De tanto lembrar, a tristeza veio, e eu enxerguei coisas que preferia ter deixado na escuridão como minha presunção de achar que você sempre estaria ao meu lado e que nossa amizade continuaria do mesmo jeito.
Não, não estou lhe culpando, e se fosse colocar a culpa em alguém seria em mim. Fui eu quem me afastei primeiro pensando que estava fazendo algo bom para você.
Fiz porque seus sentimentos por mim eram iguais aos que eu tinha pelo Sasuke: prendiam de um jeito impossível de se soltar e cegavam inclusive da luz do sol. Sem passado antes de quem amávamos, sem futuro se não fizessem parte dele. Eu quis lhe dar a liberdade que não podia alcançar. Queria que ao menos um de nós soubesse o que era ser amado.
E consegui. Você foi, é, e será até o fim, tenho certeza!
Isso me deixa feliz, mas não impede que outra parte de mim sinta a tristeza de não passar mais tempo com você, a saudade do seu riso e de suas bobagens ou dos poucos minutos que ficava quieto.

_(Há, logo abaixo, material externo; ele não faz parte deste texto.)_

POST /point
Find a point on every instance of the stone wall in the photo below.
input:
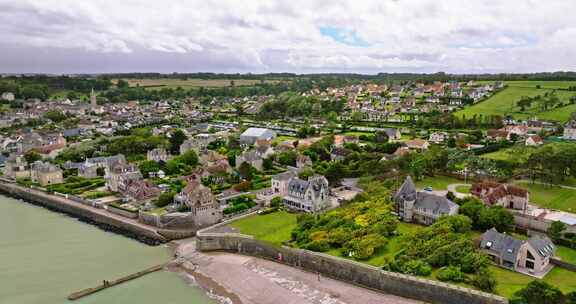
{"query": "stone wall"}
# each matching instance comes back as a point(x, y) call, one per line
point(348, 271)
point(84, 213)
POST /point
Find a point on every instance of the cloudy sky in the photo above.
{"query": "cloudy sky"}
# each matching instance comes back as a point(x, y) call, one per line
point(302, 36)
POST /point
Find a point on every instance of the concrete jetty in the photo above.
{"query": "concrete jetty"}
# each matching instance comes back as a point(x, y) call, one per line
point(107, 284)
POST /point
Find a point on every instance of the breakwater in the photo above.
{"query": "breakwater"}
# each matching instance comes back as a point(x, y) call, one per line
point(98, 217)
point(107, 284)
point(348, 271)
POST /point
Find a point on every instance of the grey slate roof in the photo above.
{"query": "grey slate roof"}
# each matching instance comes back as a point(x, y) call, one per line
point(407, 191)
point(506, 246)
point(542, 245)
point(436, 203)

Eu gostava de observá-los, não sei dizer porquê.
Acho que agora já entendeu a razão dessa carta, mas deve estar pensando que existiam formas mais fáceis de dizer uma porção de palavras. Concordo. Mas se estou me esforçando para manter a caligrafia decente é porque algo está engasgado e só de pensar em escrever minhas mãos ficam trêmulas.
Já se arrependeu de uma atitude da qual tinha certeza? Espero que não. É uma sensação horrível. Às vezes olho para o passado imaginando os caminhos que ele tomaria se minhas escolhas fossem diferentes, se eu tivesse me dado conta que possuía alternativas ao invés de acreditar que aquela estrada era a única. Se eu tivesse olhado mais para mim...
Não quero colocá-lo na minha tristeza de novo, desculpe, por agora e todas as vezes que de forma egoísta o machuquei enquanto buscava o Sasuke, por ser egoísta novamente a partir desta linha... Eu sinto sua falta como nunca senti antes.
Sei que não deveria dizer isso nem mesmo entendo o que significa, mas é uma verdade que me acompanha feito uma sombra e cresce a cada dia, tanto que prefiro evitar lhe ver. Porém a covardia que me impede é a mesma que me perturba com lembranças e certezas que eu não quero ter! Porque o tempo passou e levou nossa chance e não vai voltar para nos dar uma segunda!
Você entende, Naruto?! Entende todas as coisas que eu quero, mas não posso lhe dizer?! São elas que me fazem desviar do seu caminho! São elas que me torturam durante a noite e me acordam pela manhã!
Eu queria que não existissem entaladas na minha garganta, que pudéssemos sentar e conversar sobre elas como conversávamos sobre outros assuntos. Seria estranho e vergonhoso. Levaríamos alguns minutos para conseguir falar sem gaguejar, ficaríamos vermelhos e travados, embolaríamos as frases até que uma ou duas finalmente expressassem o que queríamos, então eu me sentiria gelada e pediria para pensar um pouco, você ficaria tristonho certo de que tudo estaria acabado para depois de uma semana receber a resposta. Seria assim a nossa chance, e eu pensaria sobre ela sabendo que meu mundo giraria de um jeito que nunca mais voltaria para o antigo lugar.
Naruto, eu não sou incrível como você acha. Sou medrosa, fraca e boba. Faço péssimas escolhas e sofro por causa delas. Tento consertá-las, mas o remendo sai pior do que a rachadura. Tropeço a cada dois passos e finjo que está tudo bem. Fecho os olhos para o que dói esperando parar de doer.
Naruto, se a coragem me ajudar a lhe entregar esta carta, peço que a esqueça depois de ler. Rasgue, incendeie, não importa, apenas apague a existência dessas linhas do mundo e da sua cabeça.